Is there any word which accumulates the meaning of both words "Accept" and "Change"?

Example : I accepted and changed myself from the feedback given.

  • If the feedback caused you to change, then it seems like the "accept" part is already implied. Had you rejected the feedback, you would not have changed. – J.R. Aug 29 '14 at 7:27
  • I changed myself in spite of my loathing of the feedback – mplungjan Aug 29 '14 at 7:30

To conform may convey the idea , (though a bit formal) :

  • (usually foll by: to) to comply in actions, behaviour, etc, with accepted standards or norms


Or, To attune:

  • to bring into accord, harmony, or sympathetic relationship; adjust: to attune oneself to country living.
  • to tune or bring into harmony.


  • 1
    Thanks, Attune was the word I was looking for. My example and question was wrong. – Jay Aug 29 '14 at 7:34

Your example sentence means that you accepted yourself... "from" the feedback given. Which means you were that feedback before. I think you mean you accepted the feedback, and changed yourself based on it.

It won't be easy to put that into one verb, but maybe something like:

I took the feedback on board.

Conveys what you want. It means that you took the feedback in and you imply that you did something with it (whether that includes changing yourself depends on the feedback!)

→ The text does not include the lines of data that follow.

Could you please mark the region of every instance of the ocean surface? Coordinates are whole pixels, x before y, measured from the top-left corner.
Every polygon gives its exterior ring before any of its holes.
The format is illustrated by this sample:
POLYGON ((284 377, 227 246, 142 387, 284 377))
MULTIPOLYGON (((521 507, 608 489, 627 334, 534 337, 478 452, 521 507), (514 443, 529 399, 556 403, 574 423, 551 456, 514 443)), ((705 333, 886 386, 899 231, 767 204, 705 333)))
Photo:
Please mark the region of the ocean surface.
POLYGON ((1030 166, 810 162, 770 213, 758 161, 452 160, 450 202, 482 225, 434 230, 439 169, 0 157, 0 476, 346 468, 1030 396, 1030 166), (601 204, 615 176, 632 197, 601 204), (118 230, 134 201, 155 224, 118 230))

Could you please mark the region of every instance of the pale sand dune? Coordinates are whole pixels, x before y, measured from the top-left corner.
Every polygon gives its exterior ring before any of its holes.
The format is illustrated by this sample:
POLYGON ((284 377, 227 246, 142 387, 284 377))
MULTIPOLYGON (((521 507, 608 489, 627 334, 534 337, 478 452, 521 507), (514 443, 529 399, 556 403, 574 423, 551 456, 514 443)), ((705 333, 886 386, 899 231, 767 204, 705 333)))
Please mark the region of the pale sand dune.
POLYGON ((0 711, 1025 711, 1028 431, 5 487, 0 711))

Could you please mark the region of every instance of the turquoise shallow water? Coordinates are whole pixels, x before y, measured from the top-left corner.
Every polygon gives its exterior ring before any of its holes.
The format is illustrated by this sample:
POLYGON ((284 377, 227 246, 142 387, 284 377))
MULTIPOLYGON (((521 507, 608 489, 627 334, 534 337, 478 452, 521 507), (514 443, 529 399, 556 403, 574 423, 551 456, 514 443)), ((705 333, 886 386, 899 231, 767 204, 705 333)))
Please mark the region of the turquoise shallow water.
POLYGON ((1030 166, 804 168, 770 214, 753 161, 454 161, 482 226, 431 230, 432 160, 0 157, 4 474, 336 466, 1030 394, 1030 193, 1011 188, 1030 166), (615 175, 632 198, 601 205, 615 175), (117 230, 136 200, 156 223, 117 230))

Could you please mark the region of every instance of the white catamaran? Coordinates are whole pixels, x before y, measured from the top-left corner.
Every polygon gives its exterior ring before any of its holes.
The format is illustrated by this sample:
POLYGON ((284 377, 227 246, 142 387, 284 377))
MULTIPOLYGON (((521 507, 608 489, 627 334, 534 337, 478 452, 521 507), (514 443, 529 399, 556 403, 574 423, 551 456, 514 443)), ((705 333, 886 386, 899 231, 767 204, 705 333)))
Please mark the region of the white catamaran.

At first I was thinking in an IT-context, where you can accept settings and change a program's behaviour based on that. A much-used verb is then apply. Actually you could also say you applied (the points made in) the feedback to yourself, meaning that you put into effect the actions or changes that the feedback includes. That implies that you accepted the feedback.


I like

I complied with the suggestions



Adapt can be used as an alternative.

Example: He needed to adapt his strategies when dealing with her.